Last February, while in England, I saw an article in the London Times that said the then-current research showed 90 percent of England’s e-viewing was pornography. Even if that’s only half true, in the United States, excluding the porno sites’ share, 1999 e-commerce handled less than 10 percent of all retailing.

About 85 percent of that retail e-business was still devoted to the Net itself – hardware, software, how-to, etc. That leaves 1 percent (15 percent of 10 percent) for the rest. Honest!

My suggestion to the major retailers is to cool it. Don’t fight a price war with people who don’t care if they lose billions, as long as they end up with a few million still in their pocket. You, the ones with the bricks-and-mortar overhead, will end up bankrupt too, but without the multimillion consolation prize.

Brainstorm what you can do that they can’t such as promoting same-day delivery and, incidentally, that you provide the local taxes that pay for the fire departments and give lots of local teens and adults a chance to earn some money while also training them for jobs with a meaningful future. You do that, don’t you? Well, what else do you do?
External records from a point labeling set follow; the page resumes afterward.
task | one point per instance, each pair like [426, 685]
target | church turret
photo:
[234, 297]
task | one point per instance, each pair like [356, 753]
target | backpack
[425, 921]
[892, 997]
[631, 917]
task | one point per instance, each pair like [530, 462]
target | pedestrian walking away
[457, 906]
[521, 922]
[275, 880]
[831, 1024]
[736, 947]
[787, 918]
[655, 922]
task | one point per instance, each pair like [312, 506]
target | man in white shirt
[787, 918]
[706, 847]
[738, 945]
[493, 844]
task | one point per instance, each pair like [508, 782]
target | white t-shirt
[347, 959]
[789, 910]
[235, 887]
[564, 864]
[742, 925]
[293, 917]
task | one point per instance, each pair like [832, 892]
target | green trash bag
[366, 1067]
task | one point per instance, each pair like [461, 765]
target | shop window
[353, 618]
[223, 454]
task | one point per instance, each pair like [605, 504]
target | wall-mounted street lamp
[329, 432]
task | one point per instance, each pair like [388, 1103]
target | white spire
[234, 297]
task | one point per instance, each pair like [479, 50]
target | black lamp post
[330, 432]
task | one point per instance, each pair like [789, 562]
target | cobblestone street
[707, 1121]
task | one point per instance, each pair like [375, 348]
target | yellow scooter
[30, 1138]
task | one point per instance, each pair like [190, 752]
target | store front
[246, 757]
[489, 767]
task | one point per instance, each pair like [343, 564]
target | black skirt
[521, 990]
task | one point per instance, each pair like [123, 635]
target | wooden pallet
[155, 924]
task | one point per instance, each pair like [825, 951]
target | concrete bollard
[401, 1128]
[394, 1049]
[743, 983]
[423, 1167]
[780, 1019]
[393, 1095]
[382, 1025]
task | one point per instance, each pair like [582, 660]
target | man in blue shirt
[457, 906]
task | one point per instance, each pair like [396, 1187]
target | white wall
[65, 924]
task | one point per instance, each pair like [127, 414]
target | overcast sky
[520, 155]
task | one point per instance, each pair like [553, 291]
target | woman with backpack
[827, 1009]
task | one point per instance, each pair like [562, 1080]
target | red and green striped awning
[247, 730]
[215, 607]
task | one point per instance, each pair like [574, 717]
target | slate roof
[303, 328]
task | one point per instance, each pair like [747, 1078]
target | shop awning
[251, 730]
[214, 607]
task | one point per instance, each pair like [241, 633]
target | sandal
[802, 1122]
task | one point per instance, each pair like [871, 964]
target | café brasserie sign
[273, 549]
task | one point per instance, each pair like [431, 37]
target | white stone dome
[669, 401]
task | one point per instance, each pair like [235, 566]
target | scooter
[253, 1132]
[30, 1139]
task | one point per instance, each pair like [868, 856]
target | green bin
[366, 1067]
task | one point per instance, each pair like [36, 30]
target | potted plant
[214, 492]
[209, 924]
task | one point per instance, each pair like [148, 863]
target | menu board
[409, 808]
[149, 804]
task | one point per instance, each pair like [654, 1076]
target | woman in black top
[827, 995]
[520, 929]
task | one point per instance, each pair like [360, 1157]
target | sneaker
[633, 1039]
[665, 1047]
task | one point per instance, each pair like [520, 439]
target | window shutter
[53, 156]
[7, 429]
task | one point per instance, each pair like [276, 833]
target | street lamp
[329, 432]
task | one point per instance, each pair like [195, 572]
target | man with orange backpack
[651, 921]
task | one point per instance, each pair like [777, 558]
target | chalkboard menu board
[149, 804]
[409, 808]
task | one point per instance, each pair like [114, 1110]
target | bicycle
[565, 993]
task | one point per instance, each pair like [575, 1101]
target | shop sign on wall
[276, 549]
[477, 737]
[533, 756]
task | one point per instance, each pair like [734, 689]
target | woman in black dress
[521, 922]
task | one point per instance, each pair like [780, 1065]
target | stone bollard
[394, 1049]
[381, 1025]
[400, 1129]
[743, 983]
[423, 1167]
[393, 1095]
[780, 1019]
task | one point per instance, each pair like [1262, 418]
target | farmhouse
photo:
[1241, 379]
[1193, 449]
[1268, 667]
Optimistic projections foresee a 20 percent e-share for the retailing of the future. But only a small portion of that will go to e-only merchants. The majority will be just another way of serving customers- expensive, but probably unavoidable. So, don’t go buying cannons for a fight that’s mostly psychological warfare. Take an objective look at what the Internet can and cannot do in serving your customers; then determine how you can make what you do best even better. n

When America’s great philosopher John Dewey told us we were responsible for the foreseeable consequences of our actions, he was talking about ethics, not e-commerce. But when we consider that we are playing with billions, if not trillions, of other people’s money, let’s not totally ignore the consequences to them in the rush to get our share. Mine, too!